The Los Angeles Times Festival of the Book concluded its 2026 edition on Thursday at the University of Southern California campus, with organizers reporting attendance figures on track to surpass last year's record of roughly 150,000 visitors over the two-day event. The festival, long considered the premier literary gathering in the United States, featured panels, readings, and signings across dozens of stages and tents spread across the USC grounds in Exposition Park.

Thursday's closing day drew some of the festival's most anticipated sessions, including a keynote conversation hosted by LA Times editor-in-chief Terry Tang featuring a prominent debut novelist whose debut title had dominated pre-festival buzz. Publishers Row, the festival's dedicated bookseller corridor, reported brisk final-day sales, with several independent bookstores from across Southern California noting sell-outs of featured titles before midday.

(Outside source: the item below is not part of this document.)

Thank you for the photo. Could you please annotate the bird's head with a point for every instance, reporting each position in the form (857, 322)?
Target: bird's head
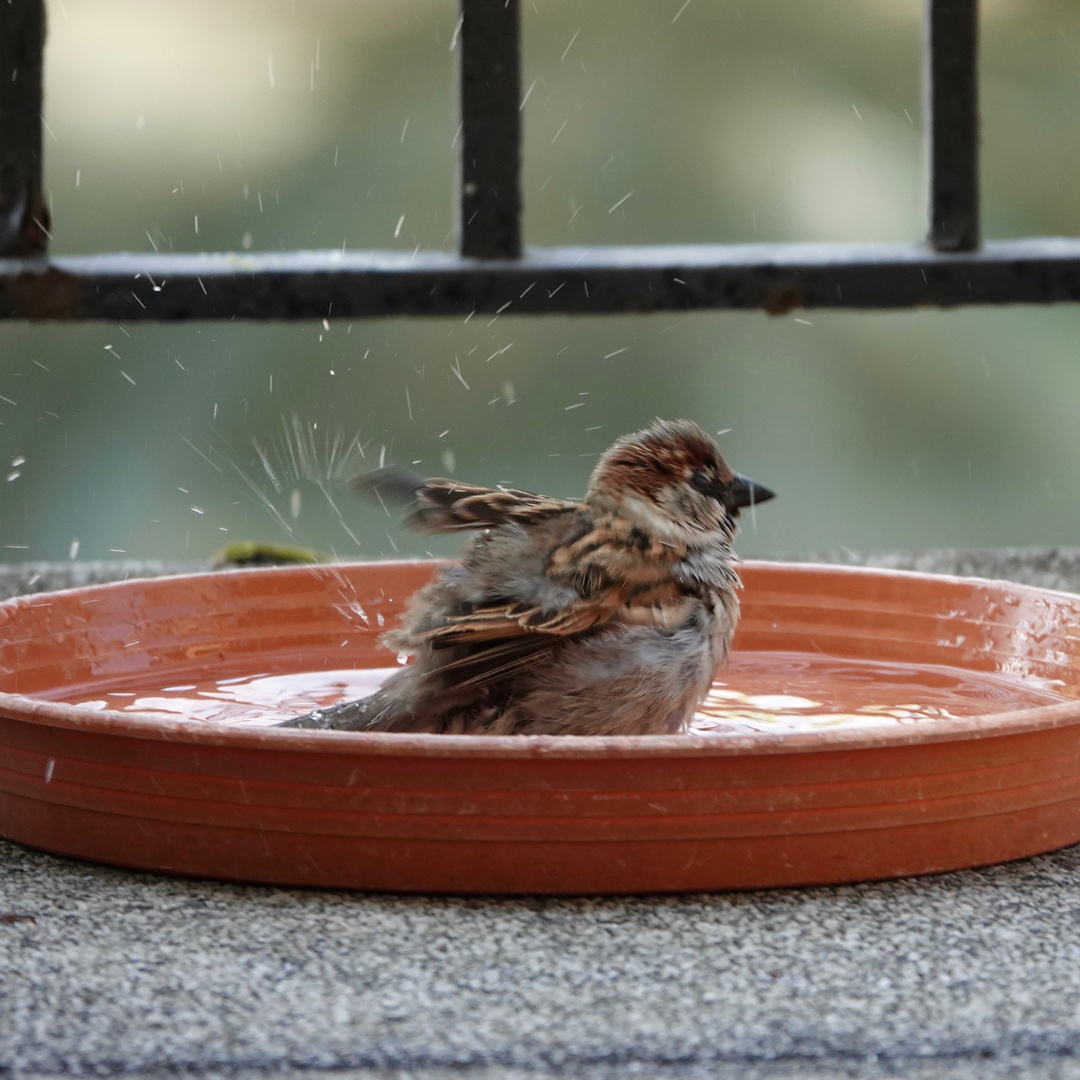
(672, 481)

Several major publishing announcements emerged from meetings held on the sidelines of the festival, a tradition that has made the event a de facto West Coast equivalent of industry gatherings typically concentrated in New York. Agents and editors from Penguin Random House, HarperCollins, and a number of independent imprints confirmed deal discussions accelerated by in-person meetings during the weekend, with at least two multi-book contracts expected to be formally announced in the coming days.

The Book Fairies' concurrent initiative — distributing more than 25,000 books to New York City children this week thanks to a major donor — drew attention at the festival as a model for community literacy outreach, with LA Times organizers signaling interest in partnering on a similar West Coast book-distribution effort ahead of the 2027 festival. Youth programming at USC drew particular praise this year, with school groups from across Los Angeles Unified School District attending dedicated morning sessions.

As crowds filtered out of the USC campus Thursday evening, festival director Eva Amladi said the 2026 edition had demonstrated that long-form reading culture remains deeply embedded in American life despite ongoing concerns about screen time and digital distraction. 'Every year people predict this will be the year attendance dips,' she told reporters. 'Every year they are wrong.' Planning for the 2027 festival is expected to begin formally within weeks.